26.The Respondent’s only witness was Mr. Kenneth Wando Odhiambo who stated that he had worked for the 1st Respondent since July 2009 and in December 2022 he retired as a Deputy Director, Survey. The court record shows in his testimony that he was involved in the project for construction of Mwing-Kenduiywa-Tseikuru road with a team of surveyors and he testified that part of his job was to establish the authentic road reserve. He further stated that in order to accomplish his assignment he obtained authentic survey maps from the survey of Kenya office in Kitui. He further stated that the authentic cadastral maps show the location of the subject road in relation to the abbuting land be it private or public land.
27.From the foregoing and the entire evidence adduced during the trial the contention by the Applicant that the cadastral maps and land acquisition plans were only available to them after the trial had been concluded is clearly not true. Indeed, such contention flies in the face of the position held by the Respondent’s witness as the Deputy Director Survey with the 1st Respondents placing him in such a position that even if he did not have any of the maps or plans he would have known the need to file them in court and he would also have known which the place to find them.
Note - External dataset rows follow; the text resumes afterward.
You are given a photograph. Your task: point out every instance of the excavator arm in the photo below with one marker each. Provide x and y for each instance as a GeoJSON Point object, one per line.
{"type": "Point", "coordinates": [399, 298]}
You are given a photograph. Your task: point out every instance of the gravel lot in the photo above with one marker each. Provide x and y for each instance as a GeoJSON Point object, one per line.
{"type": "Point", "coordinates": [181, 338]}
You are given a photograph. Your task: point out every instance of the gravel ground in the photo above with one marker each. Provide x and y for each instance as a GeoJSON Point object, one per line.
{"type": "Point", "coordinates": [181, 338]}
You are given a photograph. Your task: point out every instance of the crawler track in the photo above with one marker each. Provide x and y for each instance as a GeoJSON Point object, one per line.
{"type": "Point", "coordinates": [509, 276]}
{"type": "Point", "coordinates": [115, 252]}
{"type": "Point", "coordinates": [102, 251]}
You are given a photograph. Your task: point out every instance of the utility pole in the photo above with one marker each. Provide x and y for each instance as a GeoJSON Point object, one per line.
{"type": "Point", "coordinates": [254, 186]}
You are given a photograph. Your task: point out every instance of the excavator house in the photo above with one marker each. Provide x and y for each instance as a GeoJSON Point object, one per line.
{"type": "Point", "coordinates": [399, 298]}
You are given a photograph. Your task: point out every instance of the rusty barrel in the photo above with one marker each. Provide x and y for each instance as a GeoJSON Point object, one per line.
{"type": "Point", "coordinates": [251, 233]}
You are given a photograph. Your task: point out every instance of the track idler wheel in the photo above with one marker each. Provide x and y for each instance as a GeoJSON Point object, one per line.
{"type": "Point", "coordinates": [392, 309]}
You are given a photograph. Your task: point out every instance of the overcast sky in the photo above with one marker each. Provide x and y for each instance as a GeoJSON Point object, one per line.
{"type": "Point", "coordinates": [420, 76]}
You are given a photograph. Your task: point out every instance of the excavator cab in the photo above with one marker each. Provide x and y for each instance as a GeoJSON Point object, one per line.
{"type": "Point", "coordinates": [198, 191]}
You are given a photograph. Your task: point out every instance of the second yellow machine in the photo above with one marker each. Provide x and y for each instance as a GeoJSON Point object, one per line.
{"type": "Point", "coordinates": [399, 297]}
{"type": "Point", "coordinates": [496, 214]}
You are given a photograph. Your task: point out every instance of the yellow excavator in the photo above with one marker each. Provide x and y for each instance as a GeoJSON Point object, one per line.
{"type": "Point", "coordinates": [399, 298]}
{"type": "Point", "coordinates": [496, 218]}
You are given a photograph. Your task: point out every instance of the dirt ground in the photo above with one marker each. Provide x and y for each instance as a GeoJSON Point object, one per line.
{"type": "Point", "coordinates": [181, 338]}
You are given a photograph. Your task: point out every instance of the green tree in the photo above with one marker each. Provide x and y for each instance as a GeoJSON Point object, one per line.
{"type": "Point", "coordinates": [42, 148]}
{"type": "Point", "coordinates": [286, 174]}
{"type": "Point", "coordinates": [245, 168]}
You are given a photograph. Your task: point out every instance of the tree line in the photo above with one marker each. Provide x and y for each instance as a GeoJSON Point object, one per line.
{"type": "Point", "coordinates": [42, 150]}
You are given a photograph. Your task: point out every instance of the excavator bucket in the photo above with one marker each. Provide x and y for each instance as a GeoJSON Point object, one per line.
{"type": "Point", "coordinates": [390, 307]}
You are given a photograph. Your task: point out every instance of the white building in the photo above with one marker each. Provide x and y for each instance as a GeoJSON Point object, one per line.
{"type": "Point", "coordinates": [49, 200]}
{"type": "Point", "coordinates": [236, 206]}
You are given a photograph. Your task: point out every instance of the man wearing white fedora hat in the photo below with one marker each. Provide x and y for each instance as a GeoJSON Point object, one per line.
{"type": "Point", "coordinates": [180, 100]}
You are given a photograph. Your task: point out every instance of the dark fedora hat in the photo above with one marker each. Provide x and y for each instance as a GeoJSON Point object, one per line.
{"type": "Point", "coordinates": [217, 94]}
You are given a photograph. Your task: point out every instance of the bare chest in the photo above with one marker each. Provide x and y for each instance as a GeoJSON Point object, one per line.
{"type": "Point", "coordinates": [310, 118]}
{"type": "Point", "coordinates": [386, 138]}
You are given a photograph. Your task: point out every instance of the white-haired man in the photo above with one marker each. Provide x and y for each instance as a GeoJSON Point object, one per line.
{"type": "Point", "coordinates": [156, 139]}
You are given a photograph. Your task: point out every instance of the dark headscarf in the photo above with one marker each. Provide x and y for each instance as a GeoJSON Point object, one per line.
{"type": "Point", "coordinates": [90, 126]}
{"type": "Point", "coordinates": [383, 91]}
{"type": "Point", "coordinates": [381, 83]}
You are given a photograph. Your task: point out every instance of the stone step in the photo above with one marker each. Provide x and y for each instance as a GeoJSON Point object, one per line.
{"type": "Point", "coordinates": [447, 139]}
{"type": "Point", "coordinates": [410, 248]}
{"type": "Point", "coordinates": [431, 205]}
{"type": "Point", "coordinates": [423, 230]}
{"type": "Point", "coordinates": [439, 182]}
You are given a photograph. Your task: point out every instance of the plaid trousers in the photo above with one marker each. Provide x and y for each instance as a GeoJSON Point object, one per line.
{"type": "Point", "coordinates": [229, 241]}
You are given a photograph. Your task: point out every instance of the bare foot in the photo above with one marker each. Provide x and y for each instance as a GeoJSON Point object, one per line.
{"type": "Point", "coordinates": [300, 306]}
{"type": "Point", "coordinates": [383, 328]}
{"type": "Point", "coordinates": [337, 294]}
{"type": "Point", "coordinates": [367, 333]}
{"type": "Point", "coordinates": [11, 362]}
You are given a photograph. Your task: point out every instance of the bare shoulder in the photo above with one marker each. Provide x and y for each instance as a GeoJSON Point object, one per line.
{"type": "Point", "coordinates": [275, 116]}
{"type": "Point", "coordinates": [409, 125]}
28.It is the courts view that no good reason has been given why the documents were not filed in the course of filing pleading and the reason given is deceptive and not plausible. The court finds that the mere assertion that the documents were made available to the office of the Attorney General after the trial had closed is not enough to avail the Respondents the benefit of the courts discretion.
29.It is the Courts view that the Applicant did not exercise due diligence as it appears the said documents were at all times in the custody of the 1st Respondent and in spite of being given time to file further documents in reply to the petition and the further bundle of documents they did not do so.
30.It is the courts view that the belated request to adduce the further documents is an effort to remove lacunae and fill in the gaps noted during the trial and the same ought not to be countenanced. It is further noted that re-opening the case and filing the new documents at the instance of the Respondents will lead to reopening the case by all parties and filing of further documents leading to unnecessary delay. In the courts view such re-opening will embarrass and/or prejudice the petitioners by causing delay in the conclusion of the case.
31.In the above circumstances the court finds that the application dated 15th March 2023 lacks merit and the same is hereby dismissed with costs to the Petitioners/Respondents.